Introduction: For the elimination of environmental chemicals and metabolic waste products, the body is equipped with a range of broad specificity transporters that are present in excretory organs as well as in several epithelial blood-tissue barriers.
Areas covered: ABCC2 and ABCC3 (also known as MRP2 and MRP3) mediate the transport of various conjugated organic anions, including many drugs, toxicants and endogenous compounds. This review focuses on the physiology of these transporters, their roles in drug disposition and how they affect drug sensitivity and toxicity. It also examines how ABCC2 and ABCC3 are coordinately regulated at the transcriptional level by members of the nuclear receptor (NR) family of ligand-modulated transcription factors and how this can be therapeutically exploited.

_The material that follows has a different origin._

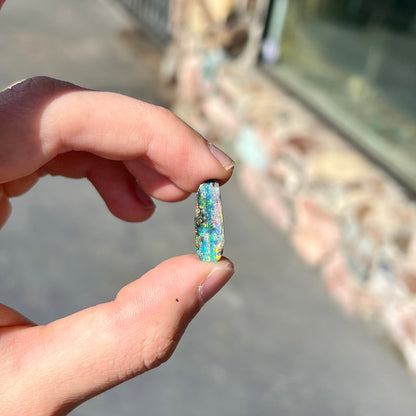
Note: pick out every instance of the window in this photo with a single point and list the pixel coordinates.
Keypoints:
(355, 62)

Expert opinion: Mutations in both ABCC2 and ABCC3 have been associated with changes in drug disposition, sensitivity and toxicity. A defect in ABCC2 is associated with Dubin-Johnson syndrome, a recessively inherited disorder characterized by conjugated hyperbilirubinemia. Pharmacological manipulation of the activity of these transporters can potentially improve the pharmacokinetics and thus therapeutic activity of substrate drugs but also affect the physiological function of these transporters and consequently ameliorate associated disease states.
Keywords: ABC transporters; cholestasis hepatobiliary transport; hyperbilirubinemia; nuclear receptors.